Evensong at St. Paul’s Cathedral 

I can’t remember what it was – but one day I was reading something somewhere and a voice in my brain shouted at me 

“St. Paul’s Cathedral! At Christmas-time!” 

I made note of it but then got distracted until I got a Vox from Adri the next day saying 

“St. Paul’s Cathedral! At Christmas-time!” 

Unfortunately I was too late to get tickets to any of the really amazing Christmas services. (For example, the Cathedral choir singing the Hallelujah Chorus.  Can you imagine?! NEXT YEAR.)  But I did remember multiple people telling me that Evensong was always open to the public.  So I chose a day and stressed over the logistics because the kids don’t get out of school until 3:50, Evensong begins at 5:00, and it’s easily a 45 minute trip from their school to the cathedral.  Plus- four kids, by myself, at a choir service in a sound sensitive Cathedral?

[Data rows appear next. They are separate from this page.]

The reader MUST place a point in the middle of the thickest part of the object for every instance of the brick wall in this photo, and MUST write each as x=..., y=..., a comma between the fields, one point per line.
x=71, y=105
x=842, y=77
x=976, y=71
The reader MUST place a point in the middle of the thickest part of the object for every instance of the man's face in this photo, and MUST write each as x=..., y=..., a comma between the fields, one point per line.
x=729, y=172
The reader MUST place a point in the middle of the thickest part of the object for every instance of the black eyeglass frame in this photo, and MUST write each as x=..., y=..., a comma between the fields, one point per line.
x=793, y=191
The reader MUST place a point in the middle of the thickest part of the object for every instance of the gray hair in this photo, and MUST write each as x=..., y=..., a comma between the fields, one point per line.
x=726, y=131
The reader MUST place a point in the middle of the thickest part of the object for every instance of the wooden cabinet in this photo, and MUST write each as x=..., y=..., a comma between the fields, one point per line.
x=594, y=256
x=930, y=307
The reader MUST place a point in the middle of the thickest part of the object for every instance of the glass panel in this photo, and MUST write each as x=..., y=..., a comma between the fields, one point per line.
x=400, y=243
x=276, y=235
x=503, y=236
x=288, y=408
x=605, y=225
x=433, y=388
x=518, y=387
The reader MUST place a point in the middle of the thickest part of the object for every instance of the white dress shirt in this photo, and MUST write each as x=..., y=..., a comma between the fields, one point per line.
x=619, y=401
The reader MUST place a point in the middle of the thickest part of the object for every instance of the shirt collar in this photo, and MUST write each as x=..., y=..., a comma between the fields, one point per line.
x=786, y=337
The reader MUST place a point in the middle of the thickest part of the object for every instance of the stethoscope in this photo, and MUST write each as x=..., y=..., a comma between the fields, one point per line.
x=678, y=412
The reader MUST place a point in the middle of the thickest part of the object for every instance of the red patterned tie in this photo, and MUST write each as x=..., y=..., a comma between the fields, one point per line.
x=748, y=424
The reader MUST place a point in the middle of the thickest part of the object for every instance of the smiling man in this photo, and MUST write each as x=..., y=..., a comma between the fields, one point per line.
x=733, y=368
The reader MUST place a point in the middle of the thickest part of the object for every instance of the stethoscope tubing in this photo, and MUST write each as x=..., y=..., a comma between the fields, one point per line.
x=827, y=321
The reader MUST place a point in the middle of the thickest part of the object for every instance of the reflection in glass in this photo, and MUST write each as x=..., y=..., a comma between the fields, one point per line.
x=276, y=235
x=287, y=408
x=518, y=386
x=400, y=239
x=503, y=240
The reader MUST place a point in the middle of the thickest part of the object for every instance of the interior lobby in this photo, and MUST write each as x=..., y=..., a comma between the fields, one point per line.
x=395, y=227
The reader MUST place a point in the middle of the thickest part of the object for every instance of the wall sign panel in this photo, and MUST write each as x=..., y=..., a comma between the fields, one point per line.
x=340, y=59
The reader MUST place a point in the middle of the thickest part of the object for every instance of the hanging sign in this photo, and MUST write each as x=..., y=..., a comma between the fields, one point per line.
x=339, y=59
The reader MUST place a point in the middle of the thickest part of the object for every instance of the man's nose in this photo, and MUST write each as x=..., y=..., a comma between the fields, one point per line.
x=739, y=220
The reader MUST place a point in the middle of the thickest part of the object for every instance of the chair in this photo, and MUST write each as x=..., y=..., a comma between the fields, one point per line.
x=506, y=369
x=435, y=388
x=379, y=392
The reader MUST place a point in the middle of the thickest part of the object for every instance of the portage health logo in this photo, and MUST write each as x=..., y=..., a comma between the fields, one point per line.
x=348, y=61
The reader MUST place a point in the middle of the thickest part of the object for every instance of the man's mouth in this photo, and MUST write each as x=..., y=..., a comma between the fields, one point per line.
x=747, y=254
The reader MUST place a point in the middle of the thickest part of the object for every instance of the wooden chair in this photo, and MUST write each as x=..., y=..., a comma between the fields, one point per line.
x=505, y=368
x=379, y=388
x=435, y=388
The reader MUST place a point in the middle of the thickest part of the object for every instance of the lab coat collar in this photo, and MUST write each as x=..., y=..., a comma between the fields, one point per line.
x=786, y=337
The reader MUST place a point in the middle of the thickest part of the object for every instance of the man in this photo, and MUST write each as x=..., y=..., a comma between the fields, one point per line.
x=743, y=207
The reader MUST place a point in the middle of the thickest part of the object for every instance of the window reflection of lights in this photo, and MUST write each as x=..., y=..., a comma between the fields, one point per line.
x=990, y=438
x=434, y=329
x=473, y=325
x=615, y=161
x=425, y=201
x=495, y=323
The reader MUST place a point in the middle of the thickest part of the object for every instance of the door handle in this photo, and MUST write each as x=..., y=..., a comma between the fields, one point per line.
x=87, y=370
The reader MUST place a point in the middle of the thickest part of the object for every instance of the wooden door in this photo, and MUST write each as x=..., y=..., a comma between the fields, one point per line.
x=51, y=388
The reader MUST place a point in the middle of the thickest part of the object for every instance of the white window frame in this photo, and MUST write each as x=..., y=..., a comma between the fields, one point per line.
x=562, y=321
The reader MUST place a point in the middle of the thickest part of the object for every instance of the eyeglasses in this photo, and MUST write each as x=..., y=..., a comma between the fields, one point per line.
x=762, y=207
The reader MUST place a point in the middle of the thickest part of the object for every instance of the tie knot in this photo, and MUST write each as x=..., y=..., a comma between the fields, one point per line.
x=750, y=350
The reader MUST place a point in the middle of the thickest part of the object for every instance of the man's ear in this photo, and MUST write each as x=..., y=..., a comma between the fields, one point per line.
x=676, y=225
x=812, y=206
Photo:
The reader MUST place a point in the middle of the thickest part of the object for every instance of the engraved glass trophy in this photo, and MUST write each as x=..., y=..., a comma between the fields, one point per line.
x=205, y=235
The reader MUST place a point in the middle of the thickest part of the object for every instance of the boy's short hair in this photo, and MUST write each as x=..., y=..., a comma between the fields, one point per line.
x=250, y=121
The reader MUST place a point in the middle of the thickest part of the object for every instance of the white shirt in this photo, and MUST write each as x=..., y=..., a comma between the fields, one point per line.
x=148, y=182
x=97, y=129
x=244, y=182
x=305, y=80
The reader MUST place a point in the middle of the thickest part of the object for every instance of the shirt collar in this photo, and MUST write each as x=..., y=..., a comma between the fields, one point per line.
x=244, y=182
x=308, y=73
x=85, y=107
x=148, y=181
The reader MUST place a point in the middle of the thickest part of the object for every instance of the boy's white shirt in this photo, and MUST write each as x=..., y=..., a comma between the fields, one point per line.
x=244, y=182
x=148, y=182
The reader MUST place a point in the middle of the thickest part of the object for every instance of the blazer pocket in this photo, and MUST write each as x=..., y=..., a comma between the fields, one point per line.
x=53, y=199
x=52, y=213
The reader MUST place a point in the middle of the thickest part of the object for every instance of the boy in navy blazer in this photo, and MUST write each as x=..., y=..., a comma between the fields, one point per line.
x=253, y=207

I put a little something for each of them in my bag, something to wear with their school uniform to dress it up a little bit, and made them change in their school bathroom.  Then I begged the receptionist to let me leave all their backpacks in the school office overnight and off we went.  They were pretty good about walking quickly to the DLR station, and on the train we talked about cathedrals, and how their beauty and majesty is purposefully designed as a way to express worship and respect for Deity.  I told them that Christmas was a really fun time, and there would be and have been a lot of really fun things, but this was about Jesus Christ and reverence.  They listened remarkably well, and even seemed to absorb what I was saying.  

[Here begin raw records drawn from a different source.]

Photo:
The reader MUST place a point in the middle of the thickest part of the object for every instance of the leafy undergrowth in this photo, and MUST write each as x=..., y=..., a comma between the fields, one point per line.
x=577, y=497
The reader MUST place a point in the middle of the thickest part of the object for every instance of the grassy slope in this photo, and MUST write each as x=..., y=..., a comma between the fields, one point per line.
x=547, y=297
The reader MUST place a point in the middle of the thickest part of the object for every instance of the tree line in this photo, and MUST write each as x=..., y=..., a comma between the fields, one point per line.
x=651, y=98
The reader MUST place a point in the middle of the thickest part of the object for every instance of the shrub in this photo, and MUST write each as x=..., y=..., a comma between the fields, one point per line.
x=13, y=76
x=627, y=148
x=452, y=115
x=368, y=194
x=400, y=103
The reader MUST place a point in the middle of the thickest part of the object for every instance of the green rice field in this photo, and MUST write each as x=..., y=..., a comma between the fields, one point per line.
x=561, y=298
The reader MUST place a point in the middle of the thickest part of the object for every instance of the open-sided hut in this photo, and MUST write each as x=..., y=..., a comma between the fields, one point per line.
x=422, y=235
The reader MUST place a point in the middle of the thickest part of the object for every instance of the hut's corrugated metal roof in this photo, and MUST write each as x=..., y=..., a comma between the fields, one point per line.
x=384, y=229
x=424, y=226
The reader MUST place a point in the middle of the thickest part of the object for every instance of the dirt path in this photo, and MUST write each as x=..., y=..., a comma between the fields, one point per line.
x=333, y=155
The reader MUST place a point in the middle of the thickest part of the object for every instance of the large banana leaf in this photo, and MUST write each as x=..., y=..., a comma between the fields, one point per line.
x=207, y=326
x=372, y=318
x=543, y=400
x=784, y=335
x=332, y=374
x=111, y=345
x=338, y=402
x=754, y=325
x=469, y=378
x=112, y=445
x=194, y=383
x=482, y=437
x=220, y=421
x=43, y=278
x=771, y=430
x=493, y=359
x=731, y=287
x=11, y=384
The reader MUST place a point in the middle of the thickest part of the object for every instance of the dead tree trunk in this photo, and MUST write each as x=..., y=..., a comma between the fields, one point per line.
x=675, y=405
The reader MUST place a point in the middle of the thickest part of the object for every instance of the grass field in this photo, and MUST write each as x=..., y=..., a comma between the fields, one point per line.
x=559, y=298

We got to the Cathedral in time, and found some seats.  The kids all did really well for the most part.  I had to keep Simon entertained by asking him to find paintings, statues and stain-glass images of Jesus throughout the cathedral.  And Miriam fell asleep with her head in my lap by the end of the service.  (The choir voices were really soothing and lovely, and Psalms are just the kind of lullaby that might make one doze off.)

St. Paul’s Cathedral is so beautiful.  Notre Dame was beautiful too, but in a different way.  I’m not an expert in historical architecture, but I think that the Gothic style is lovely, but more dark and broody.  Baroque style is open, full of light and majesty and so brilliant and bright.  The inside of St. Paul’s is really just magnificent.  I think the kids and I were all content to just look around us, with the angelic voices singing along in the background.  

When the service was finished we went outside for a few photos but it was really cold and we were all really hungry.  I was so grateful that the kids had behaved so well that I took them to dinner at Pizza Express and they devoured their food.  (My kids have become lovers of Italian style pizza, with the really thin crust.  And I think they feel fancy when they ask for “Margherita” – which is just plain mozzarella and tomato based sauce.)  

Then we went walking in search of some Paddington bears, but didn’t have much luck as many places were closed already.  But we did see some new places that I would love to go back to during daylight.  (The Museum of London, the Guildhall, and the St. Paul’s churchyard.) 


The one Paddington we did see- Bear in the Wood – right outside the cathedral.


I love this picture of Eli and Simon making faces at their reflection in the train window.